A French expressionist artist, Rouault first apprenticed
to a stained-glass maker. More than any other 20th century
artist, one associates Rouault with the extremes of human
emotions and actions. He portrayed absolutes: the outcast
and the saint, the sufferer and the redeemer. Yet these extremes
merge into one.
After 1891 Rouault studied under Gustave Moreau. He exhibited
several paintings with the Fauves in 1905. His sorrowful and
bitter delineations of judges, clowns, and prostitutes caused
a great stir in Paris. The suffering of Christ was his frequent
subject. His thickly encrusted, powerfully colored images,
outlined heavily in black, have the effect of icons and a
pattern suggestive of stained glass.
Rouault's search for absolute values has its counterpart
in his highly individual graphic techniques. Around 1916,
Rouault began more than a decade of work for the publisher
Vollard. Using a variety of graphic processes, he executed
a series of about 60 prints called Miserere. The metaphysical
quality of his monchrome lithographs and the magnificent blacks
of his monochrome intaglios were achieved through highly unorthodox
techniques.
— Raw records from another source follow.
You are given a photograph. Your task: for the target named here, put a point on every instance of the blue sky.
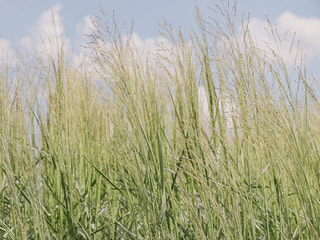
(21, 20)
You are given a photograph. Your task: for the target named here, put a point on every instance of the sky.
(23, 22)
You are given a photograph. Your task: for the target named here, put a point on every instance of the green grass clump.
(126, 149)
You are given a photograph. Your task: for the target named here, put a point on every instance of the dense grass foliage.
(209, 137)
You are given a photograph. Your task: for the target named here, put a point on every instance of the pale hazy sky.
(23, 21)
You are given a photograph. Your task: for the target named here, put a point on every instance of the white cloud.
(7, 56)
(306, 30)
(47, 33)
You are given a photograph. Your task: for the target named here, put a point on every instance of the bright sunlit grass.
(205, 136)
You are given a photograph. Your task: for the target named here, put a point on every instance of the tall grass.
(126, 149)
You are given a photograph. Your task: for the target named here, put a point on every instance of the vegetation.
(124, 148)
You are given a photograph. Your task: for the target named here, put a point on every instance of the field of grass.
(126, 149)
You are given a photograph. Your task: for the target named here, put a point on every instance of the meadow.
(208, 137)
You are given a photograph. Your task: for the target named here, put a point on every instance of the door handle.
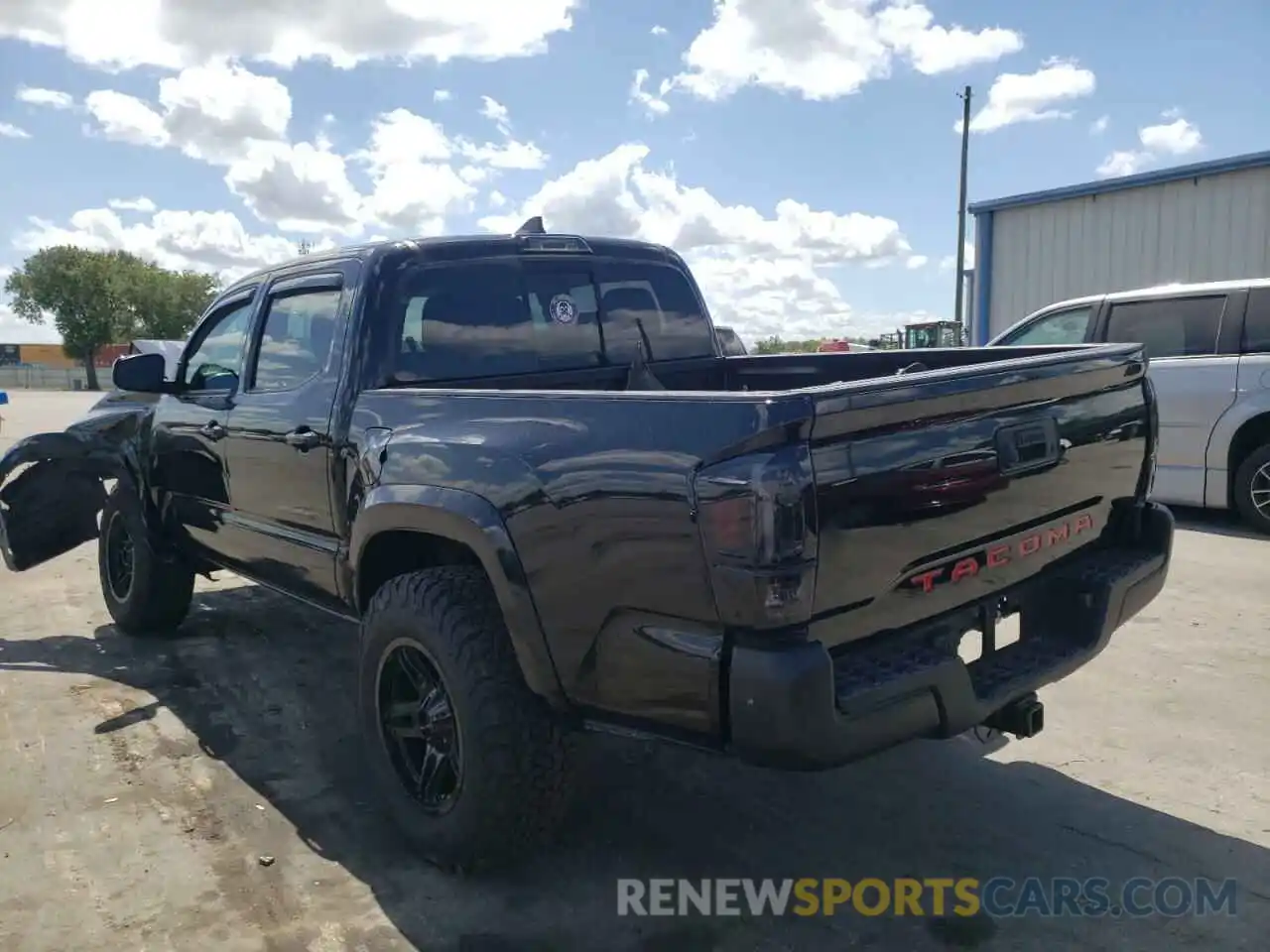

For his color aquatints, Rouault employed the
sugar-lift process to realize colors which are at once, rich,
subtle and luminous.
He continued to paint the themes he had used earlier, but
in a more tranquil style. Rouault's works are unequaled in
the religious art of our time. Examples of his art can be
found in many European and American collections. The Museum
of Modern Art, New York City, owns his Three Judges and Christ
Mocked by Soldiers. Georges Rouault died in 1958 at age 87.
During his long career he was able to translate a profound
moral vision into an equally intense aesthetic experience.